The Tennessee Valley Authority (TVA) board of directors has approved a plan to replace the three 55-year-old coal-fired units at its Allen Fossil Plant in Memphis, TN, with a combined-cycle natural gas-fired plant.

The board authorized up to $975 million to build a gas-fired plant with a capacity of approximately 1,000 MW, enough to supply about 580,000 homes.
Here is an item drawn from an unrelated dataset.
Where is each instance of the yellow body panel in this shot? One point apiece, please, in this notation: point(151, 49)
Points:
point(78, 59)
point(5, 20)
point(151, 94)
The Allen gas plant would be the seventh combined-cycle gas plant TVA has added to its power portfolio since 2007. Compared with the existing coal plant, the gas-fired plant would reduce carbon emissions by more than 60%, nitrogen oxides by 90% and sulfur dioxide by nearly 100%, TVA said.

The plant provides electricity to the greater Memphis area and TVA’s western service territory.

“We evaluated our options from financial, business and environmental perspectives and decided this is the best way to help us meet our cleaner air goals and optimize the generation portfolio,” said TVA CEO Bill Johnson. “Memphis is our largest customer and we must have a proven source of generation in the city to ensure system-wide reliability while giving us flexibility that allows for future growth.”

TVA recommended the changes last month in an effort to comply with agreements to reduce emissions (see Daily GPI, July 3). In a 193-page draft environmental assessment(EA), TVA proposed building either a combustion turbine (CT) or a combined-cycle (CC) plant, with the capability of generating either 600-800 MW or 800-1,400 MW, respectively. Both proposed configurations would require construction of new gas pipelines and other infrastructure.

In 2011, TVA entered into an agreement with the U.S. Environmental Protection Agency (EPA) and other environmental groups to resolve a dispute over how the federal Clean Air Act would be applied to maintenance and repair activities at the authority’s coal-fired power plants (see Daily GPI, April 18, 2011). TVA agreed to either install scrubbers or to retire the coal-fired units at the Allen Fossil Plant by December 2018.

The decision was hailed by Sierra Club, which said the Allen plant was the 178th U.S. coal plant to announce retirement since 2010. But the environmental group fell short of endorsing natural gas-fired power generation.

“TVA, which is one of the nation’s largest utilities, sees that coal is becoming an increasingly bad bet,” said Scott Banbury, conservation program coordinator for the Tennessee chapter of Sierra Club. “Clean energy technologies, like solar energy and wind power, as well as increased energy efficiency, are cheaper, cleaner and ultimately a better path forward for TVA and for Tennesseans…We can save money, decrease pollution and ensure that the proposed gas plant is used sparingly with strategic investment in key renewable resources, like wind, solar and energy efficiency.”

The Allen Fossil Plant’s three coal-fired units currently produce about 4.8 billion kilowatt-hours of electricity per year. Located on the Mississippi River about five miles southwest of downtown Memphis, the facility was built in the 1950s by Memphis Light, Gas and Water Division (MLGW). TVA began leasing the facility in 1965 and purchased it outright in 1984.

MLGW plans to build a pipeline to supply gas to the Allen plant’s two combustion turbines.

The TVA board of directors also approved a $10.7 billion budget for fiscal 2015 that includes a record $3.5 billion in capital investment in generating plants and system improvements, including the Allen Fossil Plant project, a new gas plant on the Green River in western Kentucky and completion of Watts Bar Nuclear Unit 2 in Spring City, TN.